As the NHS continues to search for methods to reduce the staggering waiting lists of 7.3 million, it is becoming increasingly clear that independent sector providers will play a key role going forward.
One area of the market which is already well advanced in its use of the independent sector is ophthalmology. Whilst clinical insourcing continues to play a role in addressing ophthalmology backlogs, outsourcing to community-based providers has been a major theme in recent years.
Certain areas of the ophthalmology market, such as cataract surgery, fit well with an outsourced model. The ability for independent providers to create highly efficient operations structured around an outpatient procedure with relatively low complexity, allows them to treat high volumes of patients and therefore effectively tackle waiting lists on behalf of the NHS. Furthermore, the efficiency of their operations means that they can often deliver these services at or below NHS tariff levels, whilst still generating healthy profit levels themselves.

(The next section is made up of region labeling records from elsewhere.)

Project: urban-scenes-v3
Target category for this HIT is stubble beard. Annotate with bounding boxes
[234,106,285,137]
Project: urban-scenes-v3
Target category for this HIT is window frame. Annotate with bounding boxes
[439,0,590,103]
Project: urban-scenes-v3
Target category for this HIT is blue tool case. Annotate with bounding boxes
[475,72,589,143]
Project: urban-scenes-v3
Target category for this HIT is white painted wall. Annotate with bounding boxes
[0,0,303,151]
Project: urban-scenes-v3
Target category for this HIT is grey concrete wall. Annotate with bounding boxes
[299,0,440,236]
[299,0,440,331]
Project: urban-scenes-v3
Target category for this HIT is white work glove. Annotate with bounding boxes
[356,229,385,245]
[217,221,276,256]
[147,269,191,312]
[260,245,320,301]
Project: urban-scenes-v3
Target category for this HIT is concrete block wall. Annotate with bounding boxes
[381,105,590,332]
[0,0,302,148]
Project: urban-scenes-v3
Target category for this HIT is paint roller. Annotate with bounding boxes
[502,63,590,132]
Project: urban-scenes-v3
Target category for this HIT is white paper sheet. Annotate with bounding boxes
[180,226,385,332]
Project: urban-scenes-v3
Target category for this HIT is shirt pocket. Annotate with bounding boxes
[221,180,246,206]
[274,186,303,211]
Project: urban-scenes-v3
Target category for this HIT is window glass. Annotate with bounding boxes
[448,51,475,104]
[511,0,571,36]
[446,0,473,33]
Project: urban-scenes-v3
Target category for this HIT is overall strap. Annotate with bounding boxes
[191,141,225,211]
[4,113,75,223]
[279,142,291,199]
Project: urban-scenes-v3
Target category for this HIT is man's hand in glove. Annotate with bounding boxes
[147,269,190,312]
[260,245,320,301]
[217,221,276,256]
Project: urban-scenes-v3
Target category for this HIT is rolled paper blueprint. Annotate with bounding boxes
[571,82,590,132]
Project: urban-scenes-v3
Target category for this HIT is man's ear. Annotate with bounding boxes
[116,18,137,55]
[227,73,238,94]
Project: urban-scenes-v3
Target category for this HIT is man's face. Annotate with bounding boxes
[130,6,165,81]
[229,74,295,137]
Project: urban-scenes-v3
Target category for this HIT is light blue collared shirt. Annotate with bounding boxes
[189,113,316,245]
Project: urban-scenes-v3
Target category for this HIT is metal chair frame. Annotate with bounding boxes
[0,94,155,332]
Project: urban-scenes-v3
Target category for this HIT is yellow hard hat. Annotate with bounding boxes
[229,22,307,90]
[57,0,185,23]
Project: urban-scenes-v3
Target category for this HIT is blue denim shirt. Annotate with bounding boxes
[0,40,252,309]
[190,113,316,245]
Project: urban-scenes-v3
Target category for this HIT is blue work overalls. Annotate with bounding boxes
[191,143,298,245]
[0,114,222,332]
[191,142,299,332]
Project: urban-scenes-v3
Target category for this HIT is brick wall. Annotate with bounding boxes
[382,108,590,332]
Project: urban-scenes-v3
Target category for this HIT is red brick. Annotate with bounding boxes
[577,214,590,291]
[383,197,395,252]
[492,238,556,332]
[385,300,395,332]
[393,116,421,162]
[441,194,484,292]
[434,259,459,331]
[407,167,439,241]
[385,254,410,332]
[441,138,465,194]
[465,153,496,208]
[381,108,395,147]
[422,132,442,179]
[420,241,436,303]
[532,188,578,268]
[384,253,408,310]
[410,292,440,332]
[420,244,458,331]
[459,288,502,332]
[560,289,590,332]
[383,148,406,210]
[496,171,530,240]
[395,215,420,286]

With the trend towards outsourcing of certain NHS ophthalmic procedures, a small group of independent providers have specialised in this area and grown significantly as a result. This has attracted the attention of private equity, resulting in various transactions in recent years, including G Square’s investment into CHEC, MidEuropa’s acquisition of Optegra, and Nordic Capital’s acquisition of SpaMedica.
Not only does this provide a case study of how the independent sector can be used to effectively support the NHS, it also highlights some of the potential pitfalls in doing so.
Firstly, moving the majority of cataract surgery to the independent sector means it is more difficult for the NHS to train junior doctors, who would usually be doing these procedures. This creates an inability for the NHS to effectively train new ophthalmologists, limiting the growth in a workforce which is already severely stretched.
Secondly, it is clear that independent ophthalmology providers have generally focused on high volume, low complexity procedures. Whilst this does support the NHS in reducing waiting lists, it also leaves Trusts to deal with more troublesome complex cases which will inherently be more time consuming.
Looking forward, we expect to see a similar theme across other areas of the elective care market, especially where these fit a high volume, community-based model. This will inevitably be an area of focus for private equity investors, as they look to back platforms capable of scaling quickly and effectively supporting the NHS in tackling backlogs.